Shameful, really, the neglect paid here. Just haven't done anything worth writing about here, haven't flashed anyone or sucked anyone or been touched by anyone at all.

Haven't had the desire to, actually. It seems like so much effort! It's all fine when I'm online and talking to some randy stranger, and we're turning each other on and talking about how much fun it will be to get together, and then we both cum together to thoughts of a blowjob or a fingering or just being plain naughty...

And then I'm done. And I have no desire to talk to this man again, for I know he'll want to meet, and I have indeed led him to believe I will meet him, and it's all just a tangled web and so I block him from contacting me.

And then I find another.

Not quite sure what to do about this pattern. I can't seem to stop myself from starting it, but perhaps I should stop myself from taking it as far as I do. On the other hand, though, what harm is there? So some married man got led on, thinking he would get to cheat on his wife, and he doesn't get to (with me, at least). Is that really something to feel sorry for?

At any rate, I do have plans I will be keeping this Saturday. A, whom I've mentioned before (and who is a reader here - say hi, A!), lives close to a town where I am attending a friend's party on Saturday. I will drive up there - it's about an hour from me - have fun with my friends - then peel off my bra and panties, perhaps throw on a skirt, and go meet A at a bar for some drinks and verbal foreplay.

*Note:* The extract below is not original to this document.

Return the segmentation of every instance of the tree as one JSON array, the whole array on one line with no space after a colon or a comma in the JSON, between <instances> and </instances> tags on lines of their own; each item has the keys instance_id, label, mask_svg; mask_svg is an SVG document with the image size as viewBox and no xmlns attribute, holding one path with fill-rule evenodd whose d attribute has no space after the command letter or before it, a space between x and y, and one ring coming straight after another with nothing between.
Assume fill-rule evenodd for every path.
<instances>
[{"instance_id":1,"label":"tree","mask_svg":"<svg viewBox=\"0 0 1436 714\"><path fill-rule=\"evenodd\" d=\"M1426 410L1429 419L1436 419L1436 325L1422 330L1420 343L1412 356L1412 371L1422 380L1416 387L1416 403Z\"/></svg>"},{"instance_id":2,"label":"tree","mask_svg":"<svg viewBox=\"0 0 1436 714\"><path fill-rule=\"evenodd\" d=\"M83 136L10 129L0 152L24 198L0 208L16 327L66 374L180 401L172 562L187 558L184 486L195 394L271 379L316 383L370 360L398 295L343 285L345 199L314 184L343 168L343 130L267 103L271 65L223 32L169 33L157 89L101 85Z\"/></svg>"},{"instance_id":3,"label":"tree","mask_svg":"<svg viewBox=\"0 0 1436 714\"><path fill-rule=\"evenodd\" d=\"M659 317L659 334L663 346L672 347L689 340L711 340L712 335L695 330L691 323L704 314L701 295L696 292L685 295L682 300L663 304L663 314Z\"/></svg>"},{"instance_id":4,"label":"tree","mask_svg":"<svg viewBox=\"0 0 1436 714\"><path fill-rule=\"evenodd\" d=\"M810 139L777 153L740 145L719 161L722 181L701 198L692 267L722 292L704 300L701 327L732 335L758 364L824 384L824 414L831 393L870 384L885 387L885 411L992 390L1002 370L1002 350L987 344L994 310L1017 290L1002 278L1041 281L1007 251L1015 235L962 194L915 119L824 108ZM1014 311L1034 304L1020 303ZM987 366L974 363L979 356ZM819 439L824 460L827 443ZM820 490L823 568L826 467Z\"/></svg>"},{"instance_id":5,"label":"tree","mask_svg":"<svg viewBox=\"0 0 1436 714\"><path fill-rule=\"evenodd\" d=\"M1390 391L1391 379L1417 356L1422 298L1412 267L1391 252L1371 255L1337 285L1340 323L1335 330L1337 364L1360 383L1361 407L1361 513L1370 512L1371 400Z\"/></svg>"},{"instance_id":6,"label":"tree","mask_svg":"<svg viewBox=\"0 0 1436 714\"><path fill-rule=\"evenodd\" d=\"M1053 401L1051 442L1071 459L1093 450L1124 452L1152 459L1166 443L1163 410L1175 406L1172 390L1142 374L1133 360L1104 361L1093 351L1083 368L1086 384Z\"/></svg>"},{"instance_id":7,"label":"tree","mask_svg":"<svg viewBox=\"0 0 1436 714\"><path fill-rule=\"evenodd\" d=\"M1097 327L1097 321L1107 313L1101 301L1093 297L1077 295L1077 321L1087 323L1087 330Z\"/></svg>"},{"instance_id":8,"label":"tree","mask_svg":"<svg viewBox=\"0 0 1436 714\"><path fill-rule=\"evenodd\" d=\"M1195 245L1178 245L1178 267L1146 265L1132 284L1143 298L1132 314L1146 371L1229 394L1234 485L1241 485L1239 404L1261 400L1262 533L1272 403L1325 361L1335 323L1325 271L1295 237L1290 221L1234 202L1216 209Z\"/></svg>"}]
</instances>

We'll most likely end up in his car somewhere, me bent over his cock...I feel asleep last night a bit giddy, trying to decide what I would wear. Something that is respectable in front of my friends but, when braless, can be oh so naughty and suggestible...

1 Comments:

Blogger Romantic Sex Addiction said...

Do you have any fantasies you could write about? What was the first theme you ever masturbated to?